The Romans planted the first Rhineland vineyards 2,000 years ago. By the Middle Ages viticulture was flourishing at the hands of the church and the state, and a bustling wine trade had developed. This ancient vineyard area is now the state of Rheinland-Pfalz (Rhineland Palatinate), home to six of Germany's 13 wine-growing regions, including the two largest, Rheinhessen and the Pfalz. Bordered on the east by the Rhine and stretching from the French border north to Mainz, these two regions were the "wine cellar of the Holy Roman Empire." Thriving viticulture and splendid Romanesque cathedrals are the legacies of the bishops and emperors of Speyer, Worms, and Mainz. Two routes parallel to the Rhine link dozens of wine villages. In the Pfalz, follow the Deutsche Weinstrasse (German Wine Road); in the eastern Rheinhessen (Rhine Terrace), the home of the mild wine Liebfraumilch, the Liebfrauenstrasse guides you from Worms to Mainz.
The Pfalz has a mild, sunny climate and an ambience to match. Vines carpet the foothills of the thickly forested Haardt Mountains, an extension of the Alsatian Vosges. The Pfälzerwald (Palatinate Forest) with its pine and chestnut trees is the region's other natural attraction. Hiking and cycling trails lead through the vineyards, the woods, and up to castles on the heights. As the Wine Road winds its way north from the French border, idyllic wine villages beckon with flower-draped facades and courtyards full of palms, oleanders, and fig trees. Weinverkauf (wine for sale) and weinprobe (wine-tasting) signs are posted everywhere, each one an invitation to stop in to sample the wines.

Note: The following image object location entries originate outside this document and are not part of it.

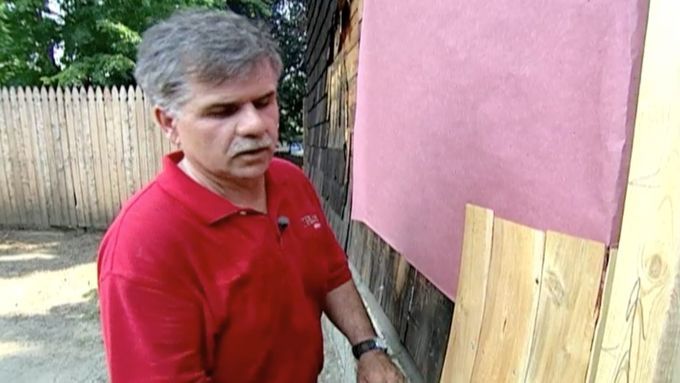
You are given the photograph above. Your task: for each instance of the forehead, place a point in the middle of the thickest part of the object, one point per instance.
(258, 82)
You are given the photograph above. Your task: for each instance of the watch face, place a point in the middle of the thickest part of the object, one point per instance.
(380, 343)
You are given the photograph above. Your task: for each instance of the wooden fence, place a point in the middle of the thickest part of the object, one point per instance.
(70, 157)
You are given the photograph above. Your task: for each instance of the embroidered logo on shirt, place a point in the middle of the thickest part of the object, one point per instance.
(311, 220)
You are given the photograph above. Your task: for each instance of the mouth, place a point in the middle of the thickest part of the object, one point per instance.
(253, 152)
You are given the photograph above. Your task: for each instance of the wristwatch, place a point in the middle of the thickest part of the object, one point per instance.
(369, 345)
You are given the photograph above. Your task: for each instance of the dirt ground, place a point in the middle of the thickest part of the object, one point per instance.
(49, 324)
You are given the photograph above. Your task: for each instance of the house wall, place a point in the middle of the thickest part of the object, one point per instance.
(419, 313)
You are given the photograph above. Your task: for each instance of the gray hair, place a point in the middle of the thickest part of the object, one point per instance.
(208, 46)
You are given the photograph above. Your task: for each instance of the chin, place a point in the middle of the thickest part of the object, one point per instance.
(251, 171)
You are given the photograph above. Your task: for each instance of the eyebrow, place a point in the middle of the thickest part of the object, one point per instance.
(232, 104)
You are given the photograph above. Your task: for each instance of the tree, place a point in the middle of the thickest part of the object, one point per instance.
(288, 26)
(94, 42)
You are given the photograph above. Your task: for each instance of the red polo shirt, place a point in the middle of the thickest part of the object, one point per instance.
(195, 289)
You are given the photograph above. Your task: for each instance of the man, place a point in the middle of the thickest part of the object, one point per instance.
(219, 269)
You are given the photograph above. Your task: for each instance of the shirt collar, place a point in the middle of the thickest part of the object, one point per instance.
(209, 206)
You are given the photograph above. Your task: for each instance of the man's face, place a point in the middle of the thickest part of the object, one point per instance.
(230, 130)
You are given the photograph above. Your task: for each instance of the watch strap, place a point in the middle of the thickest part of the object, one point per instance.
(368, 345)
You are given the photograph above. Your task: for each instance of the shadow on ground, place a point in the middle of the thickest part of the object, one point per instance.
(25, 252)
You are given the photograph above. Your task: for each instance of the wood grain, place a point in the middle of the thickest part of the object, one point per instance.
(567, 309)
(636, 345)
(472, 284)
(510, 312)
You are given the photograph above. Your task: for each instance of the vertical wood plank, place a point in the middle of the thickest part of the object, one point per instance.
(128, 150)
(8, 209)
(117, 168)
(601, 323)
(38, 207)
(67, 180)
(638, 345)
(509, 318)
(38, 162)
(134, 177)
(17, 159)
(472, 286)
(56, 195)
(104, 107)
(28, 180)
(46, 180)
(567, 309)
(96, 123)
(142, 140)
(78, 117)
(66, 119)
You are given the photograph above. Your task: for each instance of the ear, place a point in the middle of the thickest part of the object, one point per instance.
(167, 122)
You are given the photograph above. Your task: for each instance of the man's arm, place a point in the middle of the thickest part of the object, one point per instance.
(149, 333)
(346, 310)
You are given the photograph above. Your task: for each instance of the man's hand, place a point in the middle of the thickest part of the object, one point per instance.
(376, 367)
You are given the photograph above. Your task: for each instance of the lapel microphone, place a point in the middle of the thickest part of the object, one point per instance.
(282, 222)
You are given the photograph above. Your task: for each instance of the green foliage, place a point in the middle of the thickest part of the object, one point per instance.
(288, 24)
(93, 42)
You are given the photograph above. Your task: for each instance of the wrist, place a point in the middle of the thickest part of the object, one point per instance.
(370, 345)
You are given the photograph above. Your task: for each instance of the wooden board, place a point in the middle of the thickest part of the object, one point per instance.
(106, 130)
(56, 208)
(8, 209)
(70, 128)
(567, 309)
(469, 309)
(27, 170)
(48, 184)
(636, 345)
(509, 318)
(96, 123)
(601, 324)
(67, 153)
(134, 177)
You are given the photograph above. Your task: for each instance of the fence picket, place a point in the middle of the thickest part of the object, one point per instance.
(8, 209)
(71, 157)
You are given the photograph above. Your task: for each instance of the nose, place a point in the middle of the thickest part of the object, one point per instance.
(251, 122)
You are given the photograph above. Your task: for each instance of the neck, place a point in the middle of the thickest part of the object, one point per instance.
(244, 193)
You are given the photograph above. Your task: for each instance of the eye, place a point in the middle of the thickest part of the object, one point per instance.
(264, 101)
(222, 111)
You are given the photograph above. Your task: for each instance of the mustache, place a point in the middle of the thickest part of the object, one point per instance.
(243, 146)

The border between the Pfalz and Rheinhessen is invisible. Yet a few miles into the hinterland, a profile takes shape. Rheinhessen is a region of gentle, rolling hills and expansive farmland, where grapes are but one of many crops; vineyards are often scattered miles apart. The slopes overlooking the Rhine between Worms and Mainz—the so-called Rhine Terrace—are a notable exception. This is a nearly uninterrupted ribbon of vines culminating with the famous vineyards of Oppenheim, Nierstein, and Nackenheim on the outskirts of Mainz.